Now let’s look at another product: your car. I know when I buy a car, I hold the salesperson from the dealership responsible for that vehicle until I sell or trade it. If my car breaks down, I call the salesperson who 99% of the time will gladly take your call and arrange for service and in most cases, a replacement car while your’s is in the shop. This is an example of taking ownership and “farming” your account base. Take care of your customer and when your customer wants to buy additional services (in this case, a new car) they’ll more than likely call you. In this example, it is the salesperson who owns the Customer. Many car salesmen will change dealerships and even brands throughout the years, but maintain their repeat customer base as they move because of the service they provide to their customers. Underappreciate your existing base, and they will surely go to your competition when the time to buy additional service or product rolls around.
Another example in my life experience is dentists. I have a dental hygienist who I’ve been using for more than 20 years. She’s worked with at least 4 different dentists throughout the years and each time she’s moved, I’ve gone with her to the new dentist. It really had nothing to do with the quality of the dentist or support staffs they had, I simply like the hygienist and wanted to stay with her. As she had a sizable following like myself who would move with her, she brought value to her new positions and was able to negotiate improved employment packages with each change. In this case, the hygienist (I liken her to an operations staff employee), not the dentist, owns the customer.

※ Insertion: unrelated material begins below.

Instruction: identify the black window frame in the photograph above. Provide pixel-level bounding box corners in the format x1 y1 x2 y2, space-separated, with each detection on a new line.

Over the years, how many times have we seen employees move from one company to another, and had to sit idly by as our customer base followed the former employee? Companies know this too; that’s why “non-compete” clauses are often built into employment contracts.
The point of this discussion is to always remember, each and everyone of us like to think we made a good decision when buying a product or a service. The difference is when we buy a tangible product like a toaster, we equate the product to the company. When we buy a service or a service prone product (like a car or dental services), we equate the service to a person. And people buy from people they like. That person is not necessarily in a particular role within a company. Sometimes it may be the salesperson, sometimes it could be the Customer Service rep, or the IT staff member. It really depends on the customer’s needs and the amount of interaction they have with the person in a particular role.
If you take nothing else from this post, remember the next time you are speaking to an existing client or a potential prospect, you only get one chance to earn their confidence. Lose it, and you will most likely lose either a sale, or even worse, an existing client.
Take the time to think of how the customer will react to what you are about to tell them, consider all possible reactions, and proceed accordingly. Treating the customers so they feel their business always comes first is a crucial step to building your reputation as a professional. Whether you’re in sales, or finance, IT, customer service, or any other aspect of a company, the needs and potential reactions of the customer should always be considered first.
Ultimately, it's my opinion, regardless of your position within the company, if you do your best to make the customer feel their business is welcomed and applauded by the company, they will be a loyal and long term client. If they feel like they are only a number, they will most likely either not buy from you or your company at all or they will remain a client for only a short period of time, until a more likeable personality comes across their professional path.
As this is only my opinion, I enjoy sharing any experiences any of my readers have had along these lines. I welcome any comments or suggestions on the topic.
So, who do YOU think owns the Customer?